BACOLI – Era uscito dal carcere da poche settimane l’uomo che ieri sera si è barricato in casa minacciando il suicidio. Armato di un fucile da sub e una bombola di gas ha tenuto in apprensione i familiari e i residenti di via Pozzo Guardascione, piccola traversa al confine tra i comuni di Bacoli e Monte di Procida. M. G., 42 anni ieri sera, in evidente stato di agitazione, si era recato nella piccola abitazione al piano terra chiudendo a chiave la porta di ingresso, sbarrando le finestre e lasciando fuori i parenti. L’uomo nel 1999 fu arrestato insieme a un’altra persona con l’ accusa di aver rapinato e ucciso a Bacoli una 82enne.
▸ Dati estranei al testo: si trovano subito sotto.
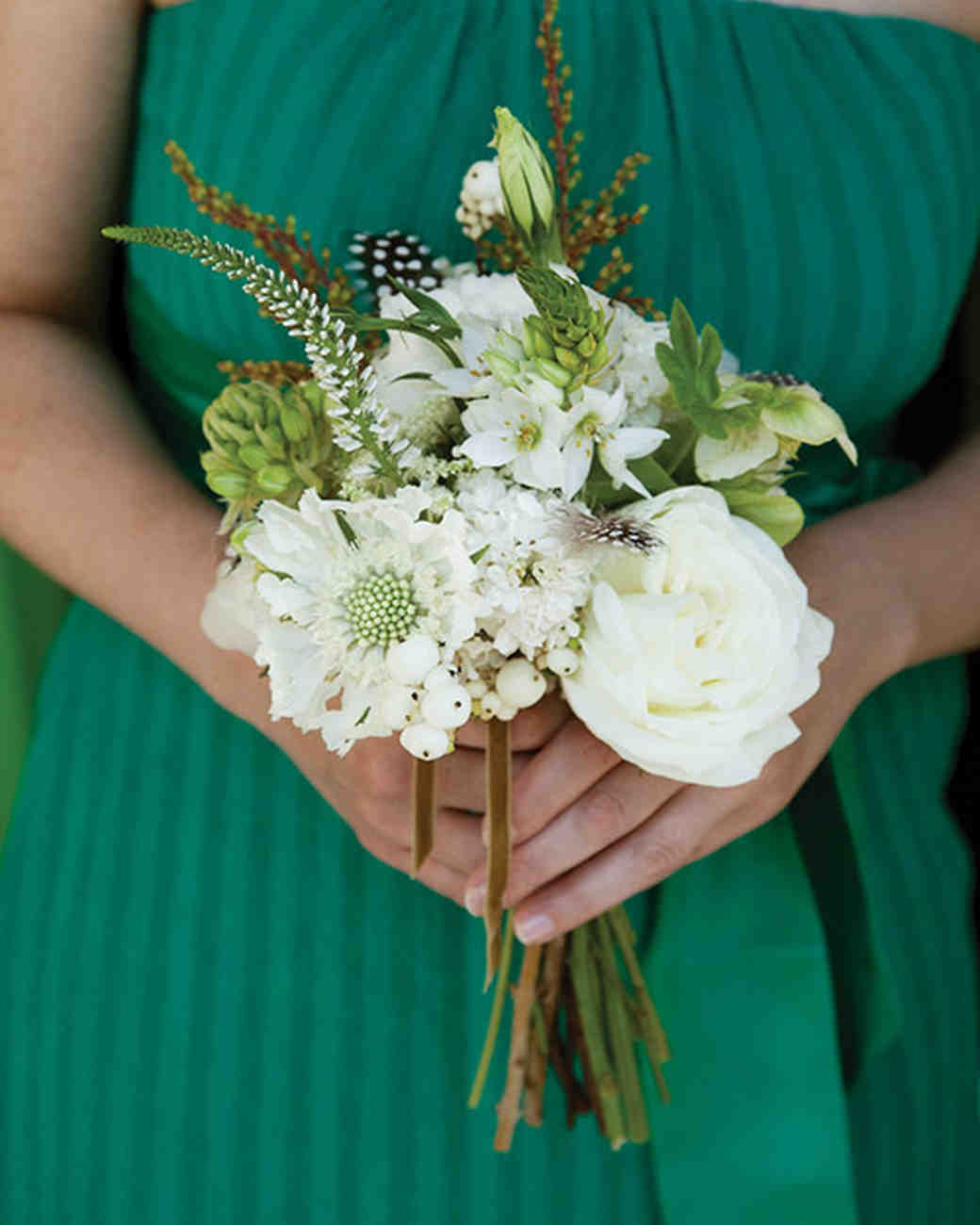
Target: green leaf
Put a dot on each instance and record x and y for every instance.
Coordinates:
(682, 335)
(778, 514)
(710, 348)
(420, 375)
(429, 310)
Una rapina finita male, durante la quale i due legarono e picchiarono la donna a cui portarono via gioielli e preziosi per un valore di circa 10milioni di vecchie lire.
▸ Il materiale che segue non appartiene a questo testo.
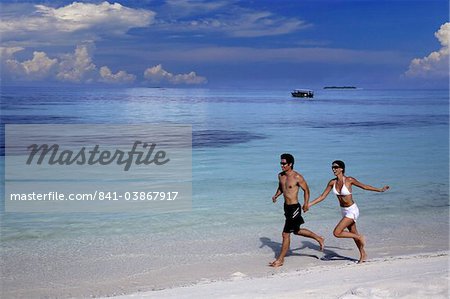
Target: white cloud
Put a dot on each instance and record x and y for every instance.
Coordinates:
(78, 67)
(8, 52)
(77, 20)
(39, 67)
(157, 74)
(119, 77)
(436, 64)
LA FOLLIA – Ieri sera, dopo che l’uomo si era barricato in casa minacciando il suicidio, sul posto sono giunti i carabinieri della stazione di Bacoli e del nucleo operativo di Pozzuoli, diretti dal capitano Elio Norino, che hanno messo in sicurezza la zona e avviato la “trattativa” per invitarlo a desistere dal folle gesto. Ore di forte tensione con l’abitazione del 42enne che per l’intera notte e fino a questa mattina è stata circondata dai militari. Sul posto anche vigili del fuoco e ambulanze del 118.
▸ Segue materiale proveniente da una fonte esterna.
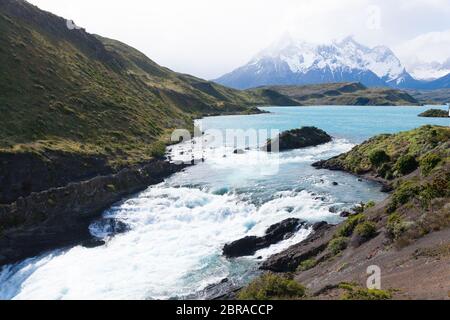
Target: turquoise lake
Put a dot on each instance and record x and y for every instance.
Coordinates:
(178, 228)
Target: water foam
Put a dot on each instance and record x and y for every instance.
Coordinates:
(174, 231)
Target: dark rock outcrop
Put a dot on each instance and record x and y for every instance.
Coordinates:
(60, 217)
(24, 173)
(276, 233)
(289, 260)
(297, 139)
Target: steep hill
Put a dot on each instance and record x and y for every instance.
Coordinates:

IL BLITZ – Dopo gli inviti e desistere e 12 ore di attesa questa mattina, poco dopo le 11, è scattato il blitz. I militari, con l’ausilio dei vigili del fuoco, hanno forzato la porta d’ingresso riuscendo ad entrare nell’abitazione e a immobilizzare l’uomo. Caricato a bordo di un’auto dei carabinieri il 42enne è stato condotto in ospedale. Sequestrati il fucile e la bombola di gas rinvenuti all’interno dell’abitazione.